The entire supply chain from farmer, to distributor, to restaurant have felt the effects in a devastating way.
The press release named restaurant supply chain distributors like Sysco, Ben E. Keith, and Jake's Finer Foods among others as some who will benefit as well as help to supply restaurants. Other Houston-specific distributors that could benefit and have been affected are: DR Delicacy, Euromid, Selected Fine Foods, not to mention Farm to Table, Brother's Produce, and Black Hill Meats Texas Craft.
So as metal shelving replaced host stands and dining room tables now serve to hold toilet paper and dried linguine by the pound—because the existing empty square footage, devoid of dine-in customers wasn’t adding to the bottom line anyway—ever-resilient restaurateurs rushed to adapt.
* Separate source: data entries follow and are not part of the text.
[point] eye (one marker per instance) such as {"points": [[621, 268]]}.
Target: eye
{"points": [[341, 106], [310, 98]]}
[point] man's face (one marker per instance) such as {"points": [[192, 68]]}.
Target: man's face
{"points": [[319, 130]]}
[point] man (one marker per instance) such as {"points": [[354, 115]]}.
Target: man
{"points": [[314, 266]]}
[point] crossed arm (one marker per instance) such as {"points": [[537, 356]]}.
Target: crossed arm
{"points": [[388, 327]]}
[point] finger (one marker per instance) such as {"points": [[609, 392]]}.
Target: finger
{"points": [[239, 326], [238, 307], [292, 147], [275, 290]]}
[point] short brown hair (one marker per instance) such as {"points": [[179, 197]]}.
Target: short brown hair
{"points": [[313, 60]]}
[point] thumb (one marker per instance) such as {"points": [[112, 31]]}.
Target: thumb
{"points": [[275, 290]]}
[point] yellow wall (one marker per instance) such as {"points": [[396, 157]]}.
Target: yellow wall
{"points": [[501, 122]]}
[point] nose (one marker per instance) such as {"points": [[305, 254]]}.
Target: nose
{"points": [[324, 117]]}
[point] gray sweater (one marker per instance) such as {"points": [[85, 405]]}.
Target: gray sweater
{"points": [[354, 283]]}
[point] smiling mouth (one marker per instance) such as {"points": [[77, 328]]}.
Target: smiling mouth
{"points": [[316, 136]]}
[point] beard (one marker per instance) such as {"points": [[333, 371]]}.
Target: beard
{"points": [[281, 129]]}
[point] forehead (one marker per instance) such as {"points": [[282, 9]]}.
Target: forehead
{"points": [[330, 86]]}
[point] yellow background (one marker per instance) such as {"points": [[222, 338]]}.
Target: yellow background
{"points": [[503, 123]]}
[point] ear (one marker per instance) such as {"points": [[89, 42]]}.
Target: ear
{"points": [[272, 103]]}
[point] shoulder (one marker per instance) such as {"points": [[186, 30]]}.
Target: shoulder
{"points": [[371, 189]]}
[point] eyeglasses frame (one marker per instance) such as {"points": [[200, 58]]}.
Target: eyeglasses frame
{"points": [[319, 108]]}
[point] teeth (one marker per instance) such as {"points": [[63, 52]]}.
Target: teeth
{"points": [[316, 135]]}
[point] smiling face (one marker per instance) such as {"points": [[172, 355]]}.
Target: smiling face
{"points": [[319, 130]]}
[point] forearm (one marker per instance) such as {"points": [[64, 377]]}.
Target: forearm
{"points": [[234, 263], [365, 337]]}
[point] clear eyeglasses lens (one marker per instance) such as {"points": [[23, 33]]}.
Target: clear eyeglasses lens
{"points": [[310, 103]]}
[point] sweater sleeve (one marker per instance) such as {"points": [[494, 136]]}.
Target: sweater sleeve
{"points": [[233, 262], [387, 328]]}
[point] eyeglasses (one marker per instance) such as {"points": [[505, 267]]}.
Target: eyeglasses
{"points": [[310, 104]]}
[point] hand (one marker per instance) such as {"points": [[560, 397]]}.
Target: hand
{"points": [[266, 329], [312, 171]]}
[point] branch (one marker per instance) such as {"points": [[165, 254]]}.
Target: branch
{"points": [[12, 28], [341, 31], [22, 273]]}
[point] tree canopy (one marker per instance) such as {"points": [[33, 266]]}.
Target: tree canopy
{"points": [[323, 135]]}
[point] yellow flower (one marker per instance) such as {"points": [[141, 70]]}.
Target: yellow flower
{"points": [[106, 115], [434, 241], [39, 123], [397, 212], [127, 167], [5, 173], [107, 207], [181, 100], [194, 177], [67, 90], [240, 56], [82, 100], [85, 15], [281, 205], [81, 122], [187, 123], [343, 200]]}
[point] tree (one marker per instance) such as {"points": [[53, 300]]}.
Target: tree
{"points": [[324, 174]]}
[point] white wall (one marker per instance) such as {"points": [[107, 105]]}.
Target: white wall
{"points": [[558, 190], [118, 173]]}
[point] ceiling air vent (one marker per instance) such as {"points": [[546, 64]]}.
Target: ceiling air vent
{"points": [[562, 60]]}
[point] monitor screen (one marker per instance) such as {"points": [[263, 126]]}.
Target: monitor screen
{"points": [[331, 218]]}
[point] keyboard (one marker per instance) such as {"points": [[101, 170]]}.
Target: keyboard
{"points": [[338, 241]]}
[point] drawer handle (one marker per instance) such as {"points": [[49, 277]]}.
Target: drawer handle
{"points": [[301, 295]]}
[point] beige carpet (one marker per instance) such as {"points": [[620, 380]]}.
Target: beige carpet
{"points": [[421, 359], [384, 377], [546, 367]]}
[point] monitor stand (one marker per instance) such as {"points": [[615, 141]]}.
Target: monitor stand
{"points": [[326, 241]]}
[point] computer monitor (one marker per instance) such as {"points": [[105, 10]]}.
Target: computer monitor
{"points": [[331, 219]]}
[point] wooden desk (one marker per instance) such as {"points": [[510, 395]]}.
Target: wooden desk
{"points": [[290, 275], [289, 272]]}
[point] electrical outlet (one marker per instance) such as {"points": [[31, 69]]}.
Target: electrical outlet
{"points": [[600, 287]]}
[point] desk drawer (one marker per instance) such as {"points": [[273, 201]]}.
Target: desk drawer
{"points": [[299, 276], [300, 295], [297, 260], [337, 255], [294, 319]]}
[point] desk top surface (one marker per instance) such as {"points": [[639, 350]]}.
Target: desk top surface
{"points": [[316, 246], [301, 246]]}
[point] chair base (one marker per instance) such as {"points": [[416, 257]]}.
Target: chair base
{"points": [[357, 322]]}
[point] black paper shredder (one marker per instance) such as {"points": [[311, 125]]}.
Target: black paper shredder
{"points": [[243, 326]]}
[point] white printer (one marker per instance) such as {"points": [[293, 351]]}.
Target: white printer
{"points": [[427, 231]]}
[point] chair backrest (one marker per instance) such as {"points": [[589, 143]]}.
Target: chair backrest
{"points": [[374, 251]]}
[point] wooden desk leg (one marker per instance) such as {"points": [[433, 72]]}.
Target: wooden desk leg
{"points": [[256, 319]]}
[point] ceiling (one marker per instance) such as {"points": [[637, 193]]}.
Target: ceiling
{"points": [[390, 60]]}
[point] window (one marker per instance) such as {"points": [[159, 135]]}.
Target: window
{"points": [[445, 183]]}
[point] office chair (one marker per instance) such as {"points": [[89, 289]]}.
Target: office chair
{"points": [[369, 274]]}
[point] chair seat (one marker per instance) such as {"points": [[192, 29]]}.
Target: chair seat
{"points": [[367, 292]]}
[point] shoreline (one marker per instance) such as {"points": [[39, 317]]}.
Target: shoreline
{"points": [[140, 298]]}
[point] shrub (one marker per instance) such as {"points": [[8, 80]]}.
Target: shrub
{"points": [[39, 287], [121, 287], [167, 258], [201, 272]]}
Retail items were quickly priced and entered into the restaurant’s point of sale; remaining employees were quickly trained on the new protocol.
Chief sanitarian of the Houston Health Department Christopher Sparks stated last week that for a retail operation to sell products repackaged or in their original state they needed to hold a manufacturer license with the Texas Department of State Health Services.
Now, restaurants, or “licensed retail foodservice establishments” may donate or sell food directly to consumers provided such foods are in its original condition, packaging, or presented as received by the retail foodservice license holder."
Regarding the sale of alcohol, on March 18, Governor Abbott issued a waiver that allowed the delivery and sale of beer, wine, and mixed drinks with purchase of food, which applies to all restaurants holding a mixed beverage license. Confusion ensued, as it was discovered that the Texas Alcoholic Beverage Commission did not allow for the sale of mixed beverages, or “pre-mixed” cocktails.
Instead, as stated by the Texas Restaurant Association, as of now, here are the new rules:
“Texas restaurants with a Mixed Beverage (MB) permit can now deliver alcoholic beverages with the following conditions:
• You must have a valid Mixed Beverage (MB) permit.
• Note: a Food and Beverage (FB) certificate is not required.
• The alcohol must be ordered along with food prepared at the restaurant.
• The alcoholic beverages must be in the original, manufacturer-sealed container.
• All distilled spirits served in a manufacturer-sealed container that is 375 milliliters or less.
You cannot sell for curbside, to-go, nor deliver the following;
• Pre-mixed cocktails
• Growlers or crowlers”
The Texas Restaurant Association, has started a platform for people to get in touch with representatives as well ask the governor and Texas Alcoholic Beverage Commission to expand the waiver so that those with a mixed beverage license can mix and seal alcoholic beverages and sell them under the current restrictions. The effort can also be found under the social media push of #Freethemargs.